Marcus Thames, the hitting coach for the New York Yankees who slugged 99 home runs while playing for Detroit from 2004-09, has met at least twice in the last week with Tigers brass over Zoom, according to a source familiar with the team’s search to replace Ron Gardenhire.
The source spoke to The News on condition of anonymity because the Tigers are not publicly revealing developments in their manager search.
Tigers general manager Al Avila isn’t commenting on the Tigers’ search or identifying any candidates publicly, citing the “sensitivity” of the situation. Thames doesn’t have an agent.
Thames, 43, is the first known candidate to have talked to the Tigers front office. He was available to interview after the Yankees were eliminated by the Tampa Bay Rays in the AL playoffs on Friday night.
They also are believed to be considering high-profile managers A.J. Hinch and Alex Cora, who remain suspended by Major League Baseball until after the conclusion of the World Series for their roles in the cheating, sign-stealing scandal that rocked the game last winter. Both Hinch, a former Tigers catcher, and Cora have won World Series championships, in Arizona and Boston respectively, but figure to have multiple opportunities, with the Chicago White Sox and Boston Red Sox also looking for new managers. The White Sox also plan to interview Hall of Fame manager Tony La Russa, USA Today reported.
Thames has coached in the Yankees system since 2013, with one year each as hitting coach at Single A, Double A and Triple A. In 2016, he was named the Yankees’ assistant hitting coach, and in 2018, he was promoted to the head hitting coach.

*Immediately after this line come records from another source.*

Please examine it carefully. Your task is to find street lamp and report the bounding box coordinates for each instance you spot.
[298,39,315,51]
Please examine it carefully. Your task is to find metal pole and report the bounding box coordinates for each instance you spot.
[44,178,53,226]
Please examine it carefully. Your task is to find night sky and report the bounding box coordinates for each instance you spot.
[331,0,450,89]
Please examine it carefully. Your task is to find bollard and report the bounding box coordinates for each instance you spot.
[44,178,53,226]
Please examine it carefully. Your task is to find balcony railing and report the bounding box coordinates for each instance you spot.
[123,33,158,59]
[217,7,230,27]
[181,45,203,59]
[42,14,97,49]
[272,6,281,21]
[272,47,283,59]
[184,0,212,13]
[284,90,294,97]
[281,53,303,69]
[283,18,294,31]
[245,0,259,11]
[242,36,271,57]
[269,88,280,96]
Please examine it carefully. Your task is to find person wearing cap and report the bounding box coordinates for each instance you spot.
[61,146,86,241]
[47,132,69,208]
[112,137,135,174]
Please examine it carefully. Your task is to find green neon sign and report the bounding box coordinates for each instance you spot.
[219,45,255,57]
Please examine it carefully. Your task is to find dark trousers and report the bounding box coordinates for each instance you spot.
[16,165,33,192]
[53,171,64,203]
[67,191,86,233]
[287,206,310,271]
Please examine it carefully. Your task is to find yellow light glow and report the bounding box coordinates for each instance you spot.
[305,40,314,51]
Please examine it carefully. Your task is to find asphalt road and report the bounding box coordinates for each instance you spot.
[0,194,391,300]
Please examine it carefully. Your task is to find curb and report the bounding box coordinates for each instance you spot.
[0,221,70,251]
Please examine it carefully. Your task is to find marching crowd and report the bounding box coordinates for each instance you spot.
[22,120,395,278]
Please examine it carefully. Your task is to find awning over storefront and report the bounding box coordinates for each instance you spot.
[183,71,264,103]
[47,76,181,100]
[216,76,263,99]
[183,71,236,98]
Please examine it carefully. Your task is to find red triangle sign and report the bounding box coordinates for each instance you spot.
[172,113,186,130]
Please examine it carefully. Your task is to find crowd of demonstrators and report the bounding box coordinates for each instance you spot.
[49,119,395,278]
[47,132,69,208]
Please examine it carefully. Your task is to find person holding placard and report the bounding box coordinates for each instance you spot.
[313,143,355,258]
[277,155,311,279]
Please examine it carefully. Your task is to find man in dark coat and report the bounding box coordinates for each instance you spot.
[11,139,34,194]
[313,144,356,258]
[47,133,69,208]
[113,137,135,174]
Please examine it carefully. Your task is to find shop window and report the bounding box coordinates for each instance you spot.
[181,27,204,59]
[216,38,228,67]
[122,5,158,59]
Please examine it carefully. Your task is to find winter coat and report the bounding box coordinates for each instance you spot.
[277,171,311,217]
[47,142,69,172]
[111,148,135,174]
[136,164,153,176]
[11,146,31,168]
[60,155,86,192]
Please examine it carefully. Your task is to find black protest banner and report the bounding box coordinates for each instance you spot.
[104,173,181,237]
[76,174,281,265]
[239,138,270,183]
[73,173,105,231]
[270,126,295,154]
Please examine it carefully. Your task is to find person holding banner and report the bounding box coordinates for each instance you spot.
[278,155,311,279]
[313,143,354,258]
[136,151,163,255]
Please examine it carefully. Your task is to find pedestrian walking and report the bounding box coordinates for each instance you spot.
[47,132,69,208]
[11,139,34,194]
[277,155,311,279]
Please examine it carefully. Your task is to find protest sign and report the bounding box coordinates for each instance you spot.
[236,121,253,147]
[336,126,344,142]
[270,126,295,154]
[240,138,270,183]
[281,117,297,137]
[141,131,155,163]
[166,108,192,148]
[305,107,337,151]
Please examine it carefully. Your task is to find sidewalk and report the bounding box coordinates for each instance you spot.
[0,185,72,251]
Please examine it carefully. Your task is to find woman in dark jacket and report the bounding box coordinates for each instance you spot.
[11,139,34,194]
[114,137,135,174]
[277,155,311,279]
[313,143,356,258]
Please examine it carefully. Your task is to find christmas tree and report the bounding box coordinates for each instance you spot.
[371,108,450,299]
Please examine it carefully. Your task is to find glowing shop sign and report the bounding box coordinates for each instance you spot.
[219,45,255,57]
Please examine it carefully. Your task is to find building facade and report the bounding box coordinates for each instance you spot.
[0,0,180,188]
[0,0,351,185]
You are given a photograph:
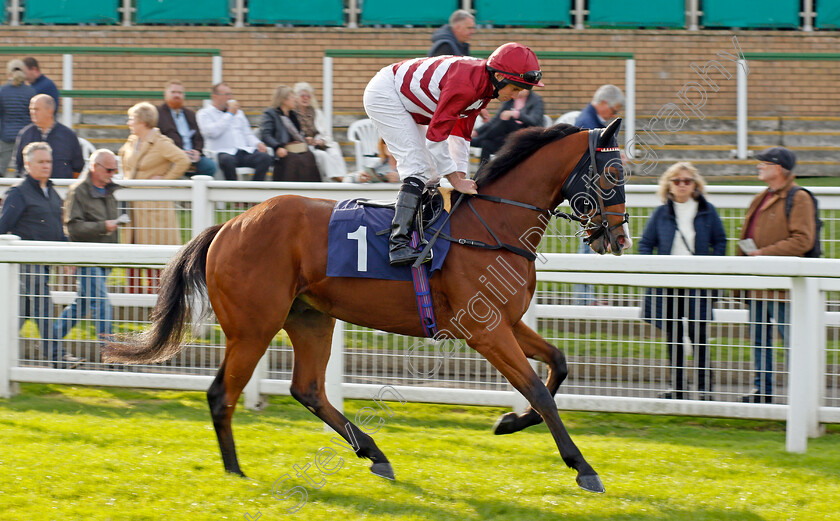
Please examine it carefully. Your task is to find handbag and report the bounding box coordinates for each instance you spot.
[283,141,309,154]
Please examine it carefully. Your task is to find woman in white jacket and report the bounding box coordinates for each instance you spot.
[294,82,347,181]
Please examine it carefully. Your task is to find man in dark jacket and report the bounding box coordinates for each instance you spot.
[470,90,545,164]
[157,80,216,175]
[738,147,818,403]
[53,149,120,356]
[428,9,475,56]
[15,94,85,179]
[0,142,82,368]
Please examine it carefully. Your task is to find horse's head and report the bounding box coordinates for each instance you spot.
[562,119,632,255]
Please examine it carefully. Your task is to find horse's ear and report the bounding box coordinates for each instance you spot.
[598,118,621,147]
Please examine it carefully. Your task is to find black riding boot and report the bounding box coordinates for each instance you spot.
[388,177,423,266]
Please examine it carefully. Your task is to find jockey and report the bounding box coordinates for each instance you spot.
[364,43,544,266]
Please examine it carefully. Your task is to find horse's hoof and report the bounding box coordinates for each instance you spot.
[493,412,519,435]
[576,474,607,494]
[370,461,396,481]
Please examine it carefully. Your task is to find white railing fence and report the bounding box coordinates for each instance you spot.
[0,238,840,452]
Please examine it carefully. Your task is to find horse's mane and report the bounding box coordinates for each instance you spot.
[475,123,580,187]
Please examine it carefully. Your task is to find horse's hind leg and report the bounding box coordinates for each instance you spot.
[283,308,394,479]
[467,327,604,492]
[207,335,273,477]
[493,320,569,434]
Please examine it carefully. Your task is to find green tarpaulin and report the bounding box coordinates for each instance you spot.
[361,0,460,25]
[248,0,344,25]
[23,0,120,24]
[587,0,685,27]
[702,0,800,28]
[135,0,230,24]
[475,0,571,27]
[816,0,840,29]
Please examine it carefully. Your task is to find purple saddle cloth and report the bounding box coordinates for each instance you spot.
[327,199,450,280]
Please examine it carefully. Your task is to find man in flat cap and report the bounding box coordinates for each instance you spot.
[738,147,817,403]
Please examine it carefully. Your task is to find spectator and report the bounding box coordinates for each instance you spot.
[572,84,624,306]
[119,102,190,293]
[53,149,120,356]
[738,147,817,403]
[0,60,36,177]
[196,83,271,181]
[15,94,85,179]
[23,56,61,108]
[575,84,624,128]
[0,142,84,369]
[260,85,321,181]
[364,42,544,266]
[427,9,475,57]
[157,80,216,176]
[294,82,347,181]
[639,162,726,400]
[470,89,543,164]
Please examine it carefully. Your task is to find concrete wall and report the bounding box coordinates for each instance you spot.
[0,26,840,118]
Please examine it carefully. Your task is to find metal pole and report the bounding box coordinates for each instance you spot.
[624,58,636,159]
[737,60,748,159]
[0,235,21,398]
[321,56,333,141]
[687,0,700,31]
[573,0,586,30]
[210,56,222,85]
[234,0,245,27]
[785,277,825,453]
[62,54,73,129]
[802,0,814,31]
[122,0,133,27]
[347,0,359,29]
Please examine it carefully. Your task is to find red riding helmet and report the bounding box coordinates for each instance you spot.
[487,42,545,90]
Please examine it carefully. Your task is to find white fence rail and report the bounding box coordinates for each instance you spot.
[0,240,840,452]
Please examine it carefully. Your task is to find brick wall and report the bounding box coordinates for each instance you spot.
[0,26,840,117]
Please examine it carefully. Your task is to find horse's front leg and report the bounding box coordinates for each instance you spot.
[467,330,604,492]
[493,320,569,434]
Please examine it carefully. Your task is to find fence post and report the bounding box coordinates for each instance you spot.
[513,293,537,414]
[191,175,213,237]
[321,56,335,139]
[624,58,636,159]
[243,351,269,411]
[324,320,344,416]
[62,54,73,128]
[0,235,20,398]
[210,56,222,85]
[786,277,825,452]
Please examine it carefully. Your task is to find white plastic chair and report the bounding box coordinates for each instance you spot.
[554,110,580,125]
[347,119,381,172]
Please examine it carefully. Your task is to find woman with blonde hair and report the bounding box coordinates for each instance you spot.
[0,59,37,177]
[119,102,192,293]
[639,162,726,400]
[260,85,321,181]
[294,81,347,181]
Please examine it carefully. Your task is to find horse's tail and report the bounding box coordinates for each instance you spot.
[102,224,222,364]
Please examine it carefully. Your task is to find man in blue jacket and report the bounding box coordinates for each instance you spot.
[23,56,60,110]
[15,94,85,179]
[0,142,83,368]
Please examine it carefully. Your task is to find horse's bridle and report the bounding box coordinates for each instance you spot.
[414,129,629,267]
[551,129,629,244]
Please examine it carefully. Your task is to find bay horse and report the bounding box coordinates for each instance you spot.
[104,120,630,492]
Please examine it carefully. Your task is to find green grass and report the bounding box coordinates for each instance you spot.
[0,384,840,521]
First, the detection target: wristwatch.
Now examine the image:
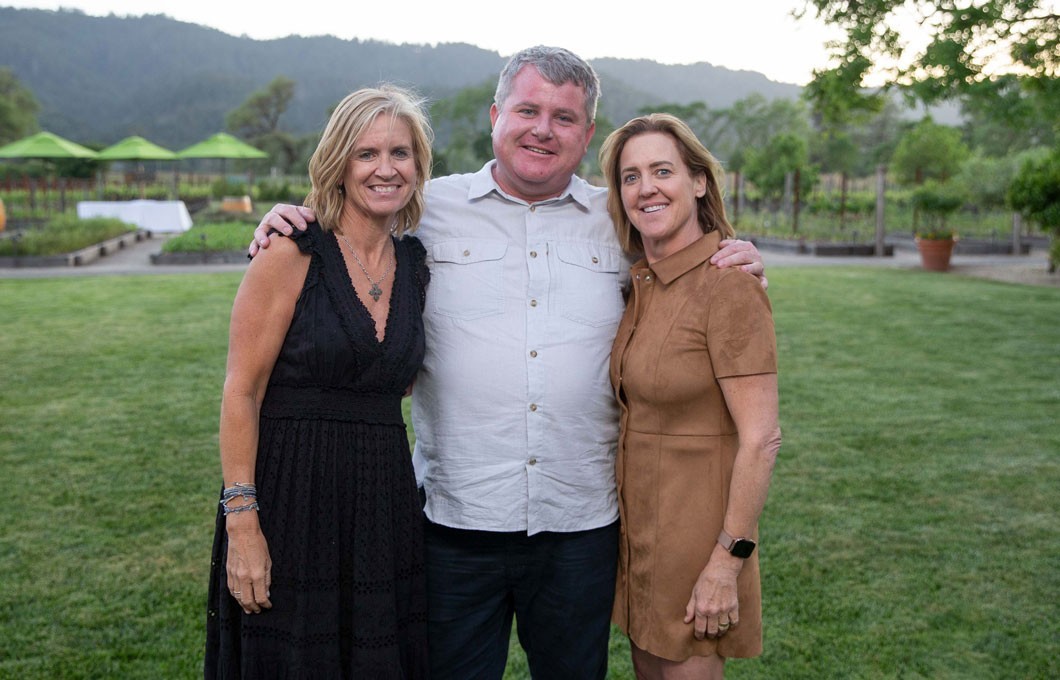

He played in the major leagues from 2002-11, mostly with the Tigers. He also had two brief stints with his original team, the Yankees, and short stays with the Texas Rangers and Los Angeles Dodgers. He was a 30th-round draft pick by the Yankees in 1996.
For his career, he had 115 home runs and 301 RBIs, and played mostly left field and designated hitter. Twice, in 2006 and 2008 with the Tigers, he had more than 20 home runs. His power was the origin of former TV broadcaster Rod Allen’s “country strong” catchphrase.
Thames was pretty much universally well-liked in Detroit, and is cited as a good communicator. On this year’s Yankees team, DJ LeMahieu (Birmingham Brother Rice) won his second batting title after hitting .364, and Luke Voit led the majors with 22 home runs.
While Thames doesn’t have managerial experience, he has far more experience in the dugout than the last Tigers first-time manager, Brad Ausmus, who was in Detroit from 2014-17. Avila has previously said he will consider anybody with coaching experience, even if they don’t have managerial experience.
There have been reports the Tigers also plan to consider another former Tiger, Don Kelly, 40, who is the bench coach of the Pittsburgh Pirates. Other former Tigers on the radar include George Lombard, 45, the first-base coach for the Dodgers, and Vance Wilson, 47, the third-base coach for the Kansas City Royals.
Gardenhire, 62, managed the Tigers for nearly three full seasons, retiring late in the shortened 2020 season, citing health concerns. Lloyd McClendon is the interim manager, and also is expected to be a candidate for the full-time job. He also was a candidate after Jim Leyland retired and after Ausmus was fired.